Pela primeira vez o judô feminino conquistou mais medalhas do que o masculino em uma Olimpíada. A que se deve essa evolução do judô feminino?
Acho que o investimento, em acreditar no judô feminino. Antes não tinha isso, entrei na seleção (brasileira) com 14 anos e eu via essa diferença, a mídia era toda voltada para o judô masculino. A gente teve essa confiança dos patrocinadores. É uma equipe que entrou muito jovem e está muito tempo junto. A gente foi crescendo, foi evoluindo, os resultados foram aparecendo. É uma geração que tem mais um ciclo.
Dá para notar que as crianças gostam muito de ti. Tu percebes que muitos meninos e, principalmente, meninas estão praticando mais o judô por causa do sucesso de judocas como tu, a Sarah Menezes, a Rafaela Silva?
Com certeza. Ontem (quarta), um diretor da Confederação Brasileira de Judô falou que os clubes estão alucinados de tanta criança que pediu para entrar no judô. O meu próprio priminho (Pedro, de sete anos), que eu tentava convencer a fazer judô, e ele queria jogar futebol, fazer natação, ele foi lá assistir à competição (no Rio), ele torceu no ginásio.

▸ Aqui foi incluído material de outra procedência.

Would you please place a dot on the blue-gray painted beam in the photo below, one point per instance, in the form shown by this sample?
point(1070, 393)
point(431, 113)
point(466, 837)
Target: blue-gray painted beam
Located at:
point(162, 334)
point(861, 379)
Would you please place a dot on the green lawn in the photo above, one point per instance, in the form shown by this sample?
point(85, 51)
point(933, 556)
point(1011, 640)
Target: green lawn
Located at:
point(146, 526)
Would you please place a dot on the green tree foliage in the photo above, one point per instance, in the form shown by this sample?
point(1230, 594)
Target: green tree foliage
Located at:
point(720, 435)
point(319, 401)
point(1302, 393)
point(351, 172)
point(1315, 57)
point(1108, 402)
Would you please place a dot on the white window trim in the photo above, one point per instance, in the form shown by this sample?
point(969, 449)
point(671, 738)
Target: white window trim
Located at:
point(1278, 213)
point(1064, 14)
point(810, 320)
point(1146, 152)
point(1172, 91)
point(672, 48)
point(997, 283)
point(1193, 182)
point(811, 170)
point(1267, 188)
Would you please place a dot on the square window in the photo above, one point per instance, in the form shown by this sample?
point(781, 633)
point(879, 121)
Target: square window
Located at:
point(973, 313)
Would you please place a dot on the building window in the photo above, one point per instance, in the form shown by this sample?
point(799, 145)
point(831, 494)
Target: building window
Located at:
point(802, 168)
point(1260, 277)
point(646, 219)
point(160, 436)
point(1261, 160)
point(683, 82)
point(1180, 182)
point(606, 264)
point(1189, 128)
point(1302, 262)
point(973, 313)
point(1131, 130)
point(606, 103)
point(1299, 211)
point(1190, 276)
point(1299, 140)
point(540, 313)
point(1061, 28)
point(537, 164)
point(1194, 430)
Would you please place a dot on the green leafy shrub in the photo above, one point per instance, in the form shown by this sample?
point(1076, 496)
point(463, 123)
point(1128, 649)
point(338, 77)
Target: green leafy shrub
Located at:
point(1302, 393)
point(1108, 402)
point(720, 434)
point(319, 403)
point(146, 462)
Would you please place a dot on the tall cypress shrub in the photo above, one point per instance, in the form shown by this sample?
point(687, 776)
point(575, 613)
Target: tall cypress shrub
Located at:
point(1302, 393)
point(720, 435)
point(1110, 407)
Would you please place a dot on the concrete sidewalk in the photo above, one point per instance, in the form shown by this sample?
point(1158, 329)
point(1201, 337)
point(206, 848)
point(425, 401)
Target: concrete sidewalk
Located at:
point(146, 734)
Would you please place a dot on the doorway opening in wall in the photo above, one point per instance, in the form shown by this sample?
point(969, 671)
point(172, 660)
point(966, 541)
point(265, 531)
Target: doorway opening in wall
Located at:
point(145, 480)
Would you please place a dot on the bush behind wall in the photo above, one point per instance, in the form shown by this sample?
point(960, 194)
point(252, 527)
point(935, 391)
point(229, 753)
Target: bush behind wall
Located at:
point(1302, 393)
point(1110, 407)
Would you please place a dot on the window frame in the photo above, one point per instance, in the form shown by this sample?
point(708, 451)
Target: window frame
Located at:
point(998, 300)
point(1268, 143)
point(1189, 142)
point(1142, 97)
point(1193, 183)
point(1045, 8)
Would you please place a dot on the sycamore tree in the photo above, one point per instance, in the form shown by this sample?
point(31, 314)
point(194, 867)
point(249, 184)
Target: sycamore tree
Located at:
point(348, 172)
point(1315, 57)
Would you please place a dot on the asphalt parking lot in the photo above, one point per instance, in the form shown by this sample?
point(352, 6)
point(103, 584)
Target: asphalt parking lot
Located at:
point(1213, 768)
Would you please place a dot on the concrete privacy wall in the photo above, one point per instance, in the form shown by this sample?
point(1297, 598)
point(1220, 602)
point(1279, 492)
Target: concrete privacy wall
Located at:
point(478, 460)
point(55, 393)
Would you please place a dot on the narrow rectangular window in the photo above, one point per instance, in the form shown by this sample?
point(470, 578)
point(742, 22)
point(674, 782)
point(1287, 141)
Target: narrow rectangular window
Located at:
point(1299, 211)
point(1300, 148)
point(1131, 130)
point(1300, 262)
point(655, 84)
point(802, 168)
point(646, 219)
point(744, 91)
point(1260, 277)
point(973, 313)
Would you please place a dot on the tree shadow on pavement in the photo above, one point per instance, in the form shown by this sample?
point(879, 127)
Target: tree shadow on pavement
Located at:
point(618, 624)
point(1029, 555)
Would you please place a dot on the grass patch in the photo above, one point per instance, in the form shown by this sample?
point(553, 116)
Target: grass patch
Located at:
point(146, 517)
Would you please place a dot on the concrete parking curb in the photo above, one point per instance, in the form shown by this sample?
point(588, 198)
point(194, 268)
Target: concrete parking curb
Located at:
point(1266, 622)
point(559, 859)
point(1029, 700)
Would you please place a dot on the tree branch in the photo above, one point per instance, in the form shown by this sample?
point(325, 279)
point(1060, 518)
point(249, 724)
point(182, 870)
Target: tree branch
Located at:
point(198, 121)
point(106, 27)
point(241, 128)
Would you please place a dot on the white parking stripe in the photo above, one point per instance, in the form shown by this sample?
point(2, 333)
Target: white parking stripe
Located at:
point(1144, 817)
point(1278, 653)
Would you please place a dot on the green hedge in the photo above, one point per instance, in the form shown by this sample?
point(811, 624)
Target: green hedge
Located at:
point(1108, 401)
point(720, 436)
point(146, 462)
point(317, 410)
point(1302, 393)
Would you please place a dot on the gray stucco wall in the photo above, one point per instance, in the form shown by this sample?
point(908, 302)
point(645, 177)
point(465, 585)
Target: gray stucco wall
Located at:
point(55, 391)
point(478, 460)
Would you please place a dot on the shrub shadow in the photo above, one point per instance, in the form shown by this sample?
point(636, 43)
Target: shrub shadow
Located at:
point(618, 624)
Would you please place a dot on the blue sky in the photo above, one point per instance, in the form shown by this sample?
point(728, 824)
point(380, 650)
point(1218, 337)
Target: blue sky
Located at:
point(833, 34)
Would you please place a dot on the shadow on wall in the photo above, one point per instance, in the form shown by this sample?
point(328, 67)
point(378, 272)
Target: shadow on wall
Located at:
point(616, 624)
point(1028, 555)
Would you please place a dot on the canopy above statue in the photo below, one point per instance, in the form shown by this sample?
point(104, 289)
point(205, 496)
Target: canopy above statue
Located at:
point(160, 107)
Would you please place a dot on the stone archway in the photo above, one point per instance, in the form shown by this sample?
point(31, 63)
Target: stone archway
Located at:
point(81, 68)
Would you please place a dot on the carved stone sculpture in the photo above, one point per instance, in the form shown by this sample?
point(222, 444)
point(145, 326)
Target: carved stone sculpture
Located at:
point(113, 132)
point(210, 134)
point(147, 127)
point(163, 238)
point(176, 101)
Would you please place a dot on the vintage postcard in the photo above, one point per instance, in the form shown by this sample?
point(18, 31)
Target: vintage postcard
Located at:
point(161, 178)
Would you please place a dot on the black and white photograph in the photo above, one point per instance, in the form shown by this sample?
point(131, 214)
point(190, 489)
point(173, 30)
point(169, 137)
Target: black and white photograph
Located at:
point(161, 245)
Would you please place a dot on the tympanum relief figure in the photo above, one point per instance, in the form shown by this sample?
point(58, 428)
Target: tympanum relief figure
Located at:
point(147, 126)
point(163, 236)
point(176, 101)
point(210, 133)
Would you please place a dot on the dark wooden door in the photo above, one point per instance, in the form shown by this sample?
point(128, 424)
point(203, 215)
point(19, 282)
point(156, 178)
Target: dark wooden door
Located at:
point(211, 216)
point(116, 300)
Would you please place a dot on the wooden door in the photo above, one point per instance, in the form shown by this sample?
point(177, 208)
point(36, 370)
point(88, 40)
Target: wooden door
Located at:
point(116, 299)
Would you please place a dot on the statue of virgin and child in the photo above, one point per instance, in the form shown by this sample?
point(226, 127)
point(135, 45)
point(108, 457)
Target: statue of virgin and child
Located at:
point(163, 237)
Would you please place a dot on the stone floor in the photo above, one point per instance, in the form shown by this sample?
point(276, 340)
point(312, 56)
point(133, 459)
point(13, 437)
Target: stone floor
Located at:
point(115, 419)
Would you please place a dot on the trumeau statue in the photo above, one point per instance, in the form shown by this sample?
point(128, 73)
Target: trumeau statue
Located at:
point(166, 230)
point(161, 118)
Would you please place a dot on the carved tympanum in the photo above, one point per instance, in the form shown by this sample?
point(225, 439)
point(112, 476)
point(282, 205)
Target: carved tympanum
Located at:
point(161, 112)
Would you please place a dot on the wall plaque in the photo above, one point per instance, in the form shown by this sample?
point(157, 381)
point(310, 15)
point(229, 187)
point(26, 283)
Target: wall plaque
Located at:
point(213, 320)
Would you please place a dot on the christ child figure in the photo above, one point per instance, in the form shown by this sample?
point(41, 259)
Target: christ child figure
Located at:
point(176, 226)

E depois a minha tia veio me dizer: "Mayra, ele quer judô agora". Ah, então eu convenci ele...
Essa carinho é uma delícia. Adoro criança, poder estar perto delas, ver esses olhinhos brilhando. É bom ver as crianças praticando esportes desde cedo. Tem atletas que não foram competir na Olimpíada, mas levaram as crianças para vivenciar a Vila (Olímpica), conhecer como é. Isso vai trazer os frutos de mais medalhas para o Brasil.